Beijing’s list of triumphs is getting endless - fastest train, biggest dam, sustaining an average economic growth rate of more than 9% over the past two decades, three manned space flights, building a railway across the Tibetan plateau, the 2008 Beijing Olympics and this year's mammoth Shanghai World Expo. The world is watching as China plans more marvels in the near future.
China on Tuesday unveiled what it described as the world's fastest bullet train, which will connect two of the country's industrial hubs travelling at an average speed of 350 km per hour. The rail link between Shanghai and Hangzhou, the latest addition to China's fast-expanding high-speed rail network that is already the world's largest, covers the 200-km distance in only 45 minutes, reducing the travelling time from 78 minutes.

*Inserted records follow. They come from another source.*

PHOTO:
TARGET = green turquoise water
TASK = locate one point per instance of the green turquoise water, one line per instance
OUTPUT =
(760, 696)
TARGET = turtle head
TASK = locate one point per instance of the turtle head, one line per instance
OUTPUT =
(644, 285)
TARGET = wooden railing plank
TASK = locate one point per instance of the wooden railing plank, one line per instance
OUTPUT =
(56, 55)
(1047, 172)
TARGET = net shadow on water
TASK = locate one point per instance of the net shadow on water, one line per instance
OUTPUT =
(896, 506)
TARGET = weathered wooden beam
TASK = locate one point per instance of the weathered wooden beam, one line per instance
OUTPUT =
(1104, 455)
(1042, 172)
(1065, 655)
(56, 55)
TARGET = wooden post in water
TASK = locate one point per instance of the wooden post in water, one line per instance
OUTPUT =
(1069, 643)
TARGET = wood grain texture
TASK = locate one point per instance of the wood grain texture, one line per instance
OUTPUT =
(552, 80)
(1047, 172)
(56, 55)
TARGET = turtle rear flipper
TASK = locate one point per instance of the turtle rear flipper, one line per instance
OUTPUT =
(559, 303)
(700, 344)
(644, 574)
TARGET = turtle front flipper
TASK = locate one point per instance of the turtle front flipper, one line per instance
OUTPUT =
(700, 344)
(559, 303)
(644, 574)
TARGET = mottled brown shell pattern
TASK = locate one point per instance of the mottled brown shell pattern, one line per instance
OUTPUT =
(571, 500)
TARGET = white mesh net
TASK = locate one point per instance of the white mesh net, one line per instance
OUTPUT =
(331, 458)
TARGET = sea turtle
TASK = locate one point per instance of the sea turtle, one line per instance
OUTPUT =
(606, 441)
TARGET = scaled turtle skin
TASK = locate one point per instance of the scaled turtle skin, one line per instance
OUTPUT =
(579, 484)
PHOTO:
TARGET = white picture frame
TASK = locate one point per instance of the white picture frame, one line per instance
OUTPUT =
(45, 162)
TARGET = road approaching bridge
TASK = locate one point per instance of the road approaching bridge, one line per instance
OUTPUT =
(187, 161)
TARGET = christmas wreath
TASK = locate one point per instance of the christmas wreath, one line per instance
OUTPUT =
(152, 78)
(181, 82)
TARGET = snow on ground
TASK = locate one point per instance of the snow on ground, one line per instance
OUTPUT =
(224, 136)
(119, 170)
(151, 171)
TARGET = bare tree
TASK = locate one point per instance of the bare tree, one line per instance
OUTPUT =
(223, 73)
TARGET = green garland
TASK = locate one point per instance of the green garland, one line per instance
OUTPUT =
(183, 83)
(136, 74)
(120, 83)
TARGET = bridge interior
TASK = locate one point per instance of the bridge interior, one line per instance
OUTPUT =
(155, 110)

The home-built CRH380 bullet train has been recorded travelling at 420 km per hour, a world record. It will, however, travel between the two cities at less than full tilt, at an average speed of 350 km per hour. China's high-speed rail network now stretches over 7,431 km. The government plans to expand the network to over 16,000 km by 2020. Investment in the high-speed rail network has gathered pace since the first line, connecting Beijing with the port city Tianjin, opened in 2008. Following the $586-billion stimulus plan that was announced in November 2008, spending on infrastructure projects has increased substantially. China is investing an estimated $300 billion on its high-speed rail network. The investment has divided opinion — some planners have cautioned that local governments will struggle to recoup the investment. Others have argued the rail network will spur economic development by boosting connectivity. “The operation of the Shanghai-Hangzhou high-speed rail line will help alleviate traffic pressure in the Yangtze River Delta region”, which is in China's manufacturing heartland, said Liu Zhijun of the Minister of Railways. The Ministry forecasts that passengers will make more than three billion trips in and out of the Yangtze delta in 2010, spurring development. China has also begun work on a 1,318-km high-speed rail line linking the country's two most important cities — Beijing and Shanghai. The $33-billion line will open in 2012, reducing the travel time between the capital and the financial centre in half, to just five hours.